An arrangement for measuring distortion in cylinders. A sensor projects straight out of the end of a motion-transmitting arm. The arm can be both translated and rotated. The sensor accommodates a probe that probes the geometry of the surface of the cylinder. The sensor has a distortion-measuring structure accommodated in the head of a surface-geometry probe and a check for axially secured and undeflected tensioning of the probe. The probe is an elongated geometry-probing pin. The structure is securely tensioned remote from the chuck in the vicinity of a structure-attachment section in the head. The structure includes at least one zone of attenuation between the chuck and the structure-attachment section and has a resilient section and a strain gauge.

Description:
BACKGROUND OF THE INVENTION 
     The present invention concerns a device for measuring distortion in cylinders. It includes a sensor projecting straight out of the end of a motion-transmitting arm. The arm can be both translated and rotated. The sensor accommodates a probe that probes the geometry of the surface of the cylinder. 
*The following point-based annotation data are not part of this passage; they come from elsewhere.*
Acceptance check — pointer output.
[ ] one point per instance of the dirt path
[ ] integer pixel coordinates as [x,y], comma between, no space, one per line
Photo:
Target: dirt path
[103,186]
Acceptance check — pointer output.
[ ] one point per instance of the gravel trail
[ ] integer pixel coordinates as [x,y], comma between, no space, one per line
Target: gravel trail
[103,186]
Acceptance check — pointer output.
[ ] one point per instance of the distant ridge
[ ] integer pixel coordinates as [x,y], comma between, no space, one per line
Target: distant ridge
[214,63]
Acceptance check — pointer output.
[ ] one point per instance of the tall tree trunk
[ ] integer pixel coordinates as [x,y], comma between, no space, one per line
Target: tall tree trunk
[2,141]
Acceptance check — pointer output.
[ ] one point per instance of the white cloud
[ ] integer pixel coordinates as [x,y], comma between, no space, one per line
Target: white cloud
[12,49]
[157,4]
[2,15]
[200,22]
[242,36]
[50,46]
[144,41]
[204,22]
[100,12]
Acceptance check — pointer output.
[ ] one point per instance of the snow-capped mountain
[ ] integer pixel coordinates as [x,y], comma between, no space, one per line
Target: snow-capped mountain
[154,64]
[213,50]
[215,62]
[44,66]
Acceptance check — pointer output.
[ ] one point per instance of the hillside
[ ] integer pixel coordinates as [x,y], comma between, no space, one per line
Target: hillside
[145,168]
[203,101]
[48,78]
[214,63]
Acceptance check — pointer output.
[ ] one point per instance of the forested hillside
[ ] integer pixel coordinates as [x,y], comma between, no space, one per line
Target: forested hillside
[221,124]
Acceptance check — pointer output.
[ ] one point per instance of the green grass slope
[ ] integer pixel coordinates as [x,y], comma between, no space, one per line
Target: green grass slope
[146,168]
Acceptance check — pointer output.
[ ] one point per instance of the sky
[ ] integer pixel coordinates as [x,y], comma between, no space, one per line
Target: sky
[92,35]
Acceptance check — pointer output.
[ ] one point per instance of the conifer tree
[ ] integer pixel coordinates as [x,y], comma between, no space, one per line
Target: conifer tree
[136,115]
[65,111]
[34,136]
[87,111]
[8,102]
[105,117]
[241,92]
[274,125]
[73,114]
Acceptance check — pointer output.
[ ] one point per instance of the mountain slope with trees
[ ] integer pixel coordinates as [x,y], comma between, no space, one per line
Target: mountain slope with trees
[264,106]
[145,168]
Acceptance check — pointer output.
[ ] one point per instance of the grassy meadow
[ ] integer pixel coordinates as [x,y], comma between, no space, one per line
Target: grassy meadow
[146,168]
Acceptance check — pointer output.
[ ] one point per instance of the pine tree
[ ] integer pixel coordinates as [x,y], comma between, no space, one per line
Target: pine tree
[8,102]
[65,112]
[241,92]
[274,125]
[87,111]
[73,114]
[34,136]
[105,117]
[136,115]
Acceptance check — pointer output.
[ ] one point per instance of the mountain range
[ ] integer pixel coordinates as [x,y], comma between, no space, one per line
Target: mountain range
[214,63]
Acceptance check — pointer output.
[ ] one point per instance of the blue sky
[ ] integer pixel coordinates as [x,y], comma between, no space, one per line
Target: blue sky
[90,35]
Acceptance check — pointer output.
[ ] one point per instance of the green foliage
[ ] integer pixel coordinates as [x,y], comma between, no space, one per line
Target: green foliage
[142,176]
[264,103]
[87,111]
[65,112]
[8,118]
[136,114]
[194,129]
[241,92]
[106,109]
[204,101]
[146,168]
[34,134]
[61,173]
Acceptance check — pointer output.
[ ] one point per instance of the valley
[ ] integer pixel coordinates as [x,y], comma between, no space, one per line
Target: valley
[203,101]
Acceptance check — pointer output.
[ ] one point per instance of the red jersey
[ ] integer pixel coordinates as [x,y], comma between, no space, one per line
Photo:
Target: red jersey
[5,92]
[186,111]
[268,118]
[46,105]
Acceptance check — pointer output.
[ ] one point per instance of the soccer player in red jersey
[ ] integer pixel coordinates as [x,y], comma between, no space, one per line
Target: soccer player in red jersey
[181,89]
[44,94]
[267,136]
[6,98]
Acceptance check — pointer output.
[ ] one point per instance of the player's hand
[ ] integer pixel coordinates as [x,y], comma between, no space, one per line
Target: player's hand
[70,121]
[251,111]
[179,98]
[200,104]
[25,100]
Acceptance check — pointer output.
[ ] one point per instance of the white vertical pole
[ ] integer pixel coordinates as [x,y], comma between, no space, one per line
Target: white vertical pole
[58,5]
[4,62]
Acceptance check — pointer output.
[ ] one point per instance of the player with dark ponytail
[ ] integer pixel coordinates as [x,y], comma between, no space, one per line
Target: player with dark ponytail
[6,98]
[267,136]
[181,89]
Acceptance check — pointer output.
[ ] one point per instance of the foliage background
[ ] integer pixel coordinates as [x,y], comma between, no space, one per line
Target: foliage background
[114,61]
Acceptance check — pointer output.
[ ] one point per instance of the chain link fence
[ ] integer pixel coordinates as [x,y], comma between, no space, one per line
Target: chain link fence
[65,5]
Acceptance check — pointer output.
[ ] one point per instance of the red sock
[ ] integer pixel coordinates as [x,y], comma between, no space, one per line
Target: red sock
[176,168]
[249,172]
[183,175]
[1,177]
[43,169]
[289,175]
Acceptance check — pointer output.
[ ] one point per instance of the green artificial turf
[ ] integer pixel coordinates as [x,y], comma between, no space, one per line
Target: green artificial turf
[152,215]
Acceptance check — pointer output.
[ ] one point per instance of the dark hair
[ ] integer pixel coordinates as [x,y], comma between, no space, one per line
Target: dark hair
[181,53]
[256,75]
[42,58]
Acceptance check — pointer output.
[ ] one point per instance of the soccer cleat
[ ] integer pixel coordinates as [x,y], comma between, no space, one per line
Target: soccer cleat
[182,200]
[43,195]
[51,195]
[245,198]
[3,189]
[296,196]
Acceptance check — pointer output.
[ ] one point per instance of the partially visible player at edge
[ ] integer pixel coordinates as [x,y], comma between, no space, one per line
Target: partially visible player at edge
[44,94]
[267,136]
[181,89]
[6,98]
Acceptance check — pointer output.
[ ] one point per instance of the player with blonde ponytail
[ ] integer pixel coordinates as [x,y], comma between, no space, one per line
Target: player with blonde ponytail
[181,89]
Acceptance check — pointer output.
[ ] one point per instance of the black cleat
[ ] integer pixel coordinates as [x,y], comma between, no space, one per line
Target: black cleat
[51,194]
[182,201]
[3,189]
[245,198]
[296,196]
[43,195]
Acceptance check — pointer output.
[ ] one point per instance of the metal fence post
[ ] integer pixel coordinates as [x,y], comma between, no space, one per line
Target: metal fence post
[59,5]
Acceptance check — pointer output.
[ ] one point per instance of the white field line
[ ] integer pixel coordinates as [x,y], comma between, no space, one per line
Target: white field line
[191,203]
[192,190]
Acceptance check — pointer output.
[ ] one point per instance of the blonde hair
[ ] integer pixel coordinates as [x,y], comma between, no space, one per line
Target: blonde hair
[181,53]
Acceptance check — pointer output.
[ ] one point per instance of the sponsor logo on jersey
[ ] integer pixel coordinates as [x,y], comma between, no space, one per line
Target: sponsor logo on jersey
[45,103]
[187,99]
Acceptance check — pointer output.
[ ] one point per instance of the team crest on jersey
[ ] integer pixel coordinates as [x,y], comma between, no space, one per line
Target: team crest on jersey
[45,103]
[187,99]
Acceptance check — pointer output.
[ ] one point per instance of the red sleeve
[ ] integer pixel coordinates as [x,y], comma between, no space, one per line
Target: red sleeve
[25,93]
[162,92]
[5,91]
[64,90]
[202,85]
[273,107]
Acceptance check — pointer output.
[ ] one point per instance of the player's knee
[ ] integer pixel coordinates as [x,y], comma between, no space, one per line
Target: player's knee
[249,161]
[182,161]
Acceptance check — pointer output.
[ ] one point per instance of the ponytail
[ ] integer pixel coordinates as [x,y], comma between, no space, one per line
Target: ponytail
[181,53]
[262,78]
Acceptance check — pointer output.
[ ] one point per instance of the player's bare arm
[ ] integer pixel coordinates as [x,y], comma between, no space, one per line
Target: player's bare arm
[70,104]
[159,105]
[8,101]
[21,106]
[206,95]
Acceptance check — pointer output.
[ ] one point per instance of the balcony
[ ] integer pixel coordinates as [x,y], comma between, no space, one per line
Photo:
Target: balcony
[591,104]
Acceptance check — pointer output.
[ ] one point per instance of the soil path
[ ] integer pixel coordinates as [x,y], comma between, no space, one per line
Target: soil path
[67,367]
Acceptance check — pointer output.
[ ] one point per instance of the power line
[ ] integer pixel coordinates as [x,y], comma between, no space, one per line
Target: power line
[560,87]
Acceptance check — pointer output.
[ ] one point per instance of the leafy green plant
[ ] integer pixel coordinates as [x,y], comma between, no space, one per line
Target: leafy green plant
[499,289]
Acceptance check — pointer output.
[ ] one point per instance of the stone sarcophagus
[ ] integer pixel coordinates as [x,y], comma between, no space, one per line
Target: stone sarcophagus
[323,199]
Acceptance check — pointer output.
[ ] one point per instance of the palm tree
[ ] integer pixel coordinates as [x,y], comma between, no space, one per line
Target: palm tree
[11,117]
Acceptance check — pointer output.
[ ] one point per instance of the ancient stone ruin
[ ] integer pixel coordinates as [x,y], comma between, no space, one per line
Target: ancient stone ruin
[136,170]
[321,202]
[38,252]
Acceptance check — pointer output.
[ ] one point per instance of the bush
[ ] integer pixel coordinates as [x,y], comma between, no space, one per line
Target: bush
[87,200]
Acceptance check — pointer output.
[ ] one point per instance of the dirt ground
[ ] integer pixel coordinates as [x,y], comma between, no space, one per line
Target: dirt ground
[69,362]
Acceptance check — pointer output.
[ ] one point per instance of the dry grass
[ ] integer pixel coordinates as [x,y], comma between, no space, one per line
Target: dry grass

     A device of this type is known from French A 1 544 088. A sensor is mounted on the end of a measurement arm and accommodates a geometry-probing pin. The arm executes translational motions. The sensor pivots around an axis extending across the axis of the arm, rotating the pin more than 300° C. The rotation allows the pin to probe slotted cylindrical-surface geometries from the side once the arm with the sensor mounted on its head has been introduced through the slots paralleling the axis of the cylinder from the side into the cylindrical space being measured. 
     This known device, however, is totally unsuited for detecting cylinders with continuous surfaces. The present invention is intended to be inserted along the axis into a cylinder with a solid surface. 
     A device for this purpose is known form German Patent 3 024 331. It is intended for detecting distortion in cylindrical spaces. A measurement arm is introduced into the space and moved along its circumference. Mounted on the arm is a sensor that can execute translational motions along the axis of the arm. The sensor in turn accommodates a radial pin that probes the geometry of the inner surface of the cylinder being measured. 
     Although this known device has been proven for measuring distortions in cylinders and in particular in cylinders in internal-combustion engines, it is open to improvement in conjunction with the design of the sensor and its considerable radial extension. 
     The object of the present invention is accordingly a device for the aforesaid purpose that is simple and lacks external mechanisms for controlling the sensor. 
     With the aforesaid prior art as a point of departure, this object is attained in accordance with the invention by providing that the sensor comprises a distortion-measuring structure accommodated in the head of the surface-geometry probe and a chuck for axially secured and undeflected tensioning of the probe. The probe is an elongated geometry-probing pin. The structure is securely tensioned remote from the chuck in the vicinity of a structure-attachment section in the head. The structure includes at least one zone of attenuation between the chuck and the structure-attachment section. The zone of attenuation comprises a resilient section and a strain gauge. 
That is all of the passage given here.